Written byRamya Patelkhana
The Indian Administrative Service (IAS) is the most prestigious and sought-after service among the Civil Services of the country.
Here's all you want to know about the career path of an IAS officer.
To become an IAS Officer, one must clear the UPSC Civil Services Examination. Those who are accepted to the Indian Administrative Service, undergo training for three years before being confirmed in IAS.
Newly-recruited candidates are trained at Lal Bahadur Shastri National Academy of Administration in Uttarakhand's Mussoorie; the training begins with "Foundation Course" and ends with the all-India educational tour called "Bharat Darshan".
In the career path of becoming an IAS officer, after the training, comes the probation period when candidates are posted at their cadre regions for two years.
During the probation, the candidates are attached to various departments of the government to learn how things work.
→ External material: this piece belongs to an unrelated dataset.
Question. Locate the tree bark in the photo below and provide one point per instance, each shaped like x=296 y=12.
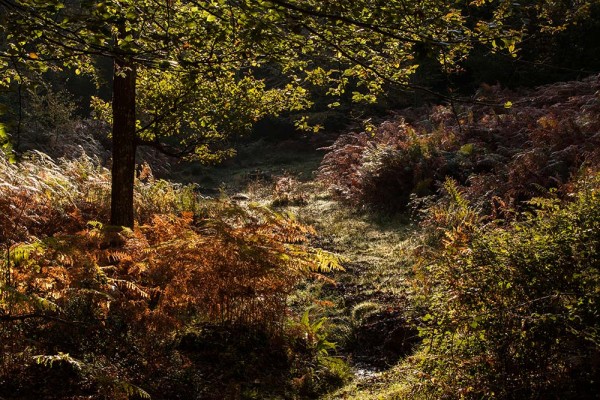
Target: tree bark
x=123 y=143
They also have to appear for an examination at the end of probation period.
The IAS officers begin their career by receiving training with their home cadres after which they get their first posting. At the initial stage, they are posted as a Sub-Divisional Magistrate in charge of a district sub-division.
Next, at the District level, officers appointed as District Magistrates or District Collectors or Deputy Commissioners supervise policy formulation, implementation, developmental works of the concerned district.
After their District-level role, IAS officers are promoted to State-level administration as Heads of Departments or bureaucrats in state secretariats. Many officers are posted at administrative posts in Public Sector Undertakings (PSUs) too.
Next, at the top of the hierarchy of IAS, officers are posted with the central government as Cabinet Secretary, Secretary, Additional Secretary, Joint Secretary, Director, Deputy Secretary and Under Secretary.
IAS officers are entrusted with the task of handling government affairs at various levels, which involve the framing and implementation of policies, in consultation with concerned ministries.
They have to undertake supervision of the implementation process and travel to important sites and places.
IAS officers also have to look after the disbursement of funds. The officers are answerable to the Parliament or State Legislatures.